Tanaman tembakau dibagi menjadi dua kelompok besar yaitu tembaku Na Oogst dan Voor Oogst. Tembakau Na Oogst adalah tembakau yang ditanam pada akhir musim kemarau dan dipanen pada musim hujan, tembakau Voor Oogst adalah tembakau yang ditanam awal musi kemarau dan dipanen pada musim kemarau. Salah satu tembakau Voor ogst adalah tembakau besuki, tembakua jember atau lebih dikenal dengan tembakau kasturi.
Segala jenis tembakau diharapkan memiliki kualitas dan kuantitas yang sangat tinggi untuk memenuhi permintaan para konsumen baik yang berasal dari dalam atau luiar negeri.
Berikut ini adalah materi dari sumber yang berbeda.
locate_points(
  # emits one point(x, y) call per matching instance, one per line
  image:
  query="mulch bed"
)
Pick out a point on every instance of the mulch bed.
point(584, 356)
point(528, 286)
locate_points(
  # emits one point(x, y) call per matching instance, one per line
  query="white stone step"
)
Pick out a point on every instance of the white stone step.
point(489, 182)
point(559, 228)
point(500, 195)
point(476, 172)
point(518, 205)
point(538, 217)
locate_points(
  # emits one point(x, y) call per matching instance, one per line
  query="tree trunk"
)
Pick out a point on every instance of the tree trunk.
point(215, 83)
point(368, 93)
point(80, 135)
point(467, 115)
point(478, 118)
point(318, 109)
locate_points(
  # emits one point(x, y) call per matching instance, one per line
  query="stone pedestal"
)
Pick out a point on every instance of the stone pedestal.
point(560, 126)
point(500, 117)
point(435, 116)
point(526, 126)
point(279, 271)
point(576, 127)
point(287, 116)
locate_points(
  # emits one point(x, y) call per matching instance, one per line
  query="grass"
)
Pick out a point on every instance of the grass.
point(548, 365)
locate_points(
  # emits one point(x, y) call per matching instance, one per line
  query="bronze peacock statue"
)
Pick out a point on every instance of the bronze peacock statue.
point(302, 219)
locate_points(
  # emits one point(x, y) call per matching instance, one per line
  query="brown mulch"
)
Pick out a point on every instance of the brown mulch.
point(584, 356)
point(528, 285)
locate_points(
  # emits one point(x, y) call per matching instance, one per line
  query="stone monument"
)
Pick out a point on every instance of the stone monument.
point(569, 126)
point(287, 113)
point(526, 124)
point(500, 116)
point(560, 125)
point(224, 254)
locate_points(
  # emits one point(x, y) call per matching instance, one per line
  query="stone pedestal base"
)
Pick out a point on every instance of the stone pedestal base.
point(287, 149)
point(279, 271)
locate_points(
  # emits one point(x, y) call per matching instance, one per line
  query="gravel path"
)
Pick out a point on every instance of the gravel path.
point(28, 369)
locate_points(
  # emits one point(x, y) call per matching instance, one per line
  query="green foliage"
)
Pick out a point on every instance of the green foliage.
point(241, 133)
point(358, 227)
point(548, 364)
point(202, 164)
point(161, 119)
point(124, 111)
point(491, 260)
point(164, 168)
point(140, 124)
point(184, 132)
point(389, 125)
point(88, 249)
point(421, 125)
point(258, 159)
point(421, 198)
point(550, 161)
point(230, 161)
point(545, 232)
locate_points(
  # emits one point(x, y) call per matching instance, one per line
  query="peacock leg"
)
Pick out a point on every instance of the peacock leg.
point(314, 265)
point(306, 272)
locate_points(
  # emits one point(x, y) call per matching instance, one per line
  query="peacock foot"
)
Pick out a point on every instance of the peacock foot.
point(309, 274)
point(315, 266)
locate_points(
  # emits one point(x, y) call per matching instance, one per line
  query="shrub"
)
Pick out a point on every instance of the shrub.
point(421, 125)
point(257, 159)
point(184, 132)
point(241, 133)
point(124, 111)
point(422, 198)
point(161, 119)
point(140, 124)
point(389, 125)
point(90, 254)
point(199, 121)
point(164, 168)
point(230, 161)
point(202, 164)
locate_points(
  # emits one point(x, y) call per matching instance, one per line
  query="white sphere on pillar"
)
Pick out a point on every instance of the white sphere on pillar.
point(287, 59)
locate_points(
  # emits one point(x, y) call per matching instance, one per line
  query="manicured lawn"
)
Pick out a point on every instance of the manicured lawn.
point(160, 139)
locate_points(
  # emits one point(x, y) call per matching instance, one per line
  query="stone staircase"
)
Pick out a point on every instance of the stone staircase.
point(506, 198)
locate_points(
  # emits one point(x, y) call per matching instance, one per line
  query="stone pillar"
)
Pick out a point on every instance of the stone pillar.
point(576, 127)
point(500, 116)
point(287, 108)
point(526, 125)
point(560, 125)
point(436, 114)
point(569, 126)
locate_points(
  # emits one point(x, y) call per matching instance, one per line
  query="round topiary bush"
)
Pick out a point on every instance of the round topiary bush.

Salah satu faktor yang mempengaruhi kualitas tembakau adalah perlindungan tanaman tembakau dari serangan penyakit. Biaya untuk mendapatkan fungisida saat ini harganya cukup besar dan sering kali fungisida yang digunakan berasal dari bahan kimia yang dalam penggunaannya bersifat tidak ramah lingkungan dan dapat mengurangi mutu hasil panen.
Sistem pengendalian penyakit yang menjadi jalan keluar terbaik saat ini yaitu dengan sistem pengendalian ramah lingkungan yaitu sistem pengendalian yang memperhatikan kondisi lingkungan ekosistem, misalnya dengan pestisida organik atau dengan cara musuh alami. Adapun cara yang dapat kita lakukan yaitu dengan memanfaatkan agen hayati salah satunya Trichoderma sp sebagai musuh alami.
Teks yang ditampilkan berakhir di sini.